Google gives us an early look at the new Chrome OS design


All of Google’s properties will eventually bear a look inspired by ‘Material Design‘ and Android L, and Chrome OS is part of that sweeping visual overhaul, too. A new preview posted by Google “Happiness Evangelist” François Beaufort shows a very early design inspired by the card-style multitasking view that made an appearance in Android L, the new Material Design-based update for Google’s mobile OS. The new look, which clearly lacks polish and yet bears some hallmark resemblance to Google’s other Material Design reimaginings, is actually available already on the pre-release Chromium OS builds, and those keen on getting an early look and not afraid to get their hands a little dirty can follow along with fresh updates to the new look as they happen.

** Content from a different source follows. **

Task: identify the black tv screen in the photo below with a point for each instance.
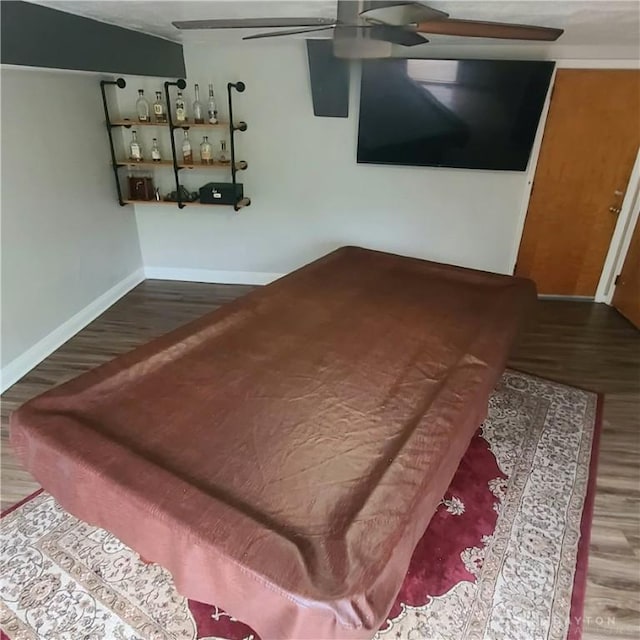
(471, 114)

Google’s François Beaufort shared a screenshot today of a completely redesigned user experience for Chrome OS that he says the Chromium OS team is currently experimenting with. The screenshot shows a first draft that “consists in a collection of windows with some simple window management.” The project is called Athena and Beaufort shared instructions for checking it out in the Chromium source code (the open source project that Google’s Chrome OS shares its code with): “By simply checking out the chromium source code and compiling the convenient “athena_main” target withninja -C out/Release athena_main, you’ll be able to follow the Work In Progress.” As you can see in the image, the UI seems to use a similar stacking cards style interface to Chrome tabs on Android with a large search bar and a bookmarks bar along the bottom of the screen separate from the windows. Previous reports popped up when hints at the Athena project were first discovered in Chromium code. Several reports shared early details of the project including plans for a split-screen mode, touchscreen support, an onscreen keyboard, touch gestures and other hints that the project is aimed at revamping the old Chrome windows manager to be more like its touch-friendly Android counterpart.